Retries Are Not Resilience: Adding Per-Region Circuit Breakers to a Node Gateway

A retry loop is one of the first resilience features teams add. It is also one of the first ones they overtrust.

In this gateway, src/services/httpClient.js wraps upstream requests with timeouts and bounded retries. That is good hygiene. But the more interesting decision is in src/services/valhallaService.js, where the code adds a simple circuit breaker per region.

That distinction matters a lot in systems that depend on partitioned upstreams.

Why retries are not enough

Retries are useful when a failure is transient. They are harmful when a dependency is already degraded and every caller keeps asking it to work harder.

In a multi-region routing service, that risk is even more specific. One Valhalla region can be unhealthy while the others are fine. If your resilience policy only thinks in terms of “the routing backend” as one thing, you either overreact or underreact.

This code takes the right unit of failure: region.

callValhalla() checks breaker state before each request. If a region has crossed a failure threshold, the gateway opens the circuit for that region for a short window and fails fast with a 503. On success, the breaker resets. On repeated failure, it opens again.

That is not a complex breaker implementation, but it is exactly the level of complexity many services actually need.

What I like about this design

The best thing about this approach is that it matches the architecture. The upstreams are region-specific, so the failure domain is region-specific too.

That means:

a bad eu cluster does not poison requests for na
the gateway can preserve partial service availability
operators get a cleaner mental model when debugging incidents

I also like that the retry logic and breaker logic are separate concerns. Retries live in the HTTP client. Breaker state lives in the regional routing service. Those are different policies, and the code treats them that way.

The limitation is important

The breaker state is process-local. It lives in a Map inside the Node process.

That is an acceptable tradeoff for a lightweight gateway, but it has consequences:

different replicas may have different views of the same unhealthy region
recovery can look inconsistent across the fleet
a newly started instance has no failure memory

This is the kind of tradeoff I like writing about because it shows mature engineering judgment. Not every service needs a distributed breaker. Sometimes process-local state is the right place to start because it is cheap, predictable, and easy to debug. The mistake is not starting simple. The mistake is forgetting what simple stops buying you at scale.

What else resilience needs

A breaker is only part of the story. To operate this well, I would want:

breaker-open counters and durations by region
request latency histograms for each upstream
clear tagging for retry attempts and timeout failures
dashboards that separate region health from gateway health

The gateway already has Prometheus counters and upstream timing logs. That is a good base. But once you start making resilience decisions automatically, you want the evidence trail to be as clear as the policy.

What I would change later

If the service reached a point where inconsistent breaker state across replicas became painful, I would evaluate whether the breaker should stay in app code at all. Depending on the rest of the platform, this could move into a shared store, a service mesh, or an edge proxy layer.

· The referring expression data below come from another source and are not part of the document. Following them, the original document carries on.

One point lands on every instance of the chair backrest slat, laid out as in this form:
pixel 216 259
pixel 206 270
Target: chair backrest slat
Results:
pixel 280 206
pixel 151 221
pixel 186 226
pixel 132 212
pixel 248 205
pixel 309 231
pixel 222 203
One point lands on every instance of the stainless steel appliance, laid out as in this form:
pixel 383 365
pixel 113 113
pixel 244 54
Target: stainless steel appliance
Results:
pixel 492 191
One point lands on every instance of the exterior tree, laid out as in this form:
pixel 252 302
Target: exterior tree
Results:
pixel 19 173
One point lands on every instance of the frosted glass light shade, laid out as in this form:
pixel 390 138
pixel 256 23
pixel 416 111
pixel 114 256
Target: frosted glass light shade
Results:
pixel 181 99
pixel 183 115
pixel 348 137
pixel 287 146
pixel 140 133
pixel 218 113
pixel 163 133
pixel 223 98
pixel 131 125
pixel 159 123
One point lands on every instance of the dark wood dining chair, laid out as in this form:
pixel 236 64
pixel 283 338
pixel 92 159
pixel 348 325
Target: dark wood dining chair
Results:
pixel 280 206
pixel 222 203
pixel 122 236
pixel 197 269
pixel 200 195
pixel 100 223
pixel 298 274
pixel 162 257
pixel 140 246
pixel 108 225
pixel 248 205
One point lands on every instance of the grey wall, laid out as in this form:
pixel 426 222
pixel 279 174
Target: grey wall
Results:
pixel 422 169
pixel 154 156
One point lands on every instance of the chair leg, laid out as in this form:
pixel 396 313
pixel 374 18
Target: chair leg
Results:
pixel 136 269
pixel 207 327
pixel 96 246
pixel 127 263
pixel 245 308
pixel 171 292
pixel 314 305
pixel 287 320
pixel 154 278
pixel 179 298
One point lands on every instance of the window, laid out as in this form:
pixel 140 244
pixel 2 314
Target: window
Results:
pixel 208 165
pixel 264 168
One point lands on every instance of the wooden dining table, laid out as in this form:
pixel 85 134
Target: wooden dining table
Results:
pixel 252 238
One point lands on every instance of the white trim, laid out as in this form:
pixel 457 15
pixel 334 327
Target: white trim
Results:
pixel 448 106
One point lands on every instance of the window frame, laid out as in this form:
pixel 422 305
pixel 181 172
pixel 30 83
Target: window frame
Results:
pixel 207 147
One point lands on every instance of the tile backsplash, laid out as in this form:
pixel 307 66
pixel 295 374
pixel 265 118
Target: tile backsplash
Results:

But I would not jump there too early. Operational complexity is also a cost. A lot of teams adopt heavyweight resilience infrastructure before they have the traffic, failure modes, or observability maturity to justify it.

The lesson

Resilience is not a box you check by adding retries. It is about deciding when to keep trying and when to stop making things worse.

This gateway gets that right in a very pragmatic way. It retries when a transient failure might recover. It opens the circuit when one region is clearly unhealthy. And it scopes the policy to the real failure boundary instead of the imaginary one. That is not flashy engineering, but it is exactly the kind that keeps production systems upright.